Foursquare ITP prototyped the future of data infrastructure at WMATA by leveraging modern data analytics and implementing TIDES, an open-source transit data specification. WMATA’s intelligent transportation systems (ITS) produce huge volumes of data, but the lack of data format standards and transit data analysis frameworks has limited WMATA’s ability to mine this data for insights into transit performance. Data outages are difficult to detect and triage, and data governance is a challenge for all organizations.
The consultant team transformed agency data from the raw source system into tables that adhered to the cutting-edge TIDES (transit ITS data exchange specification). At the same time, we prototyped a new enterprise data infrastructure for WMATA that supported this transition and provided deeper insight into data health metrics.
WMATA analysts can quickly and effectively analyze transit data that has been synthesized from CAD/AVL, APC, and AFC systems into a standard data format, and the client is making use of this approach on other projects. The project team developed five data pipelines to automatically extract GTFS, AVL, APC, and AFC data, providing raw data for 95 data tables.

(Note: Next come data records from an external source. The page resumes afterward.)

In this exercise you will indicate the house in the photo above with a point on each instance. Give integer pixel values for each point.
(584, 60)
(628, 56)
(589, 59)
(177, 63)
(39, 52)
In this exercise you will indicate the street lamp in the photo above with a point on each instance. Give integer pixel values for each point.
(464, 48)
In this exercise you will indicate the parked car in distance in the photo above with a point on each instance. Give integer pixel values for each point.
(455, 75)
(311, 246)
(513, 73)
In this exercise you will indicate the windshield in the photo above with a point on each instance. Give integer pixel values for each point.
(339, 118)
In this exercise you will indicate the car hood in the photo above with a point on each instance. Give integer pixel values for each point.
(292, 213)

Data quality is ensured through a robust suite of over 300 automated data tests that can ensure data consumers receive high-quality data.
Solutions and Outcomes
- Enterprised analytics infrastructure design based on emerging transit data standards.
- Modular approach to processing and analyzing data from transit operations systems like APC, AVL, and fare collection technology.
- Robust and high-visibility data pipelines.
- Transparent data transformation steps from noisy source data to curated dashboard-ready tables.
- Platform to build organization data governance.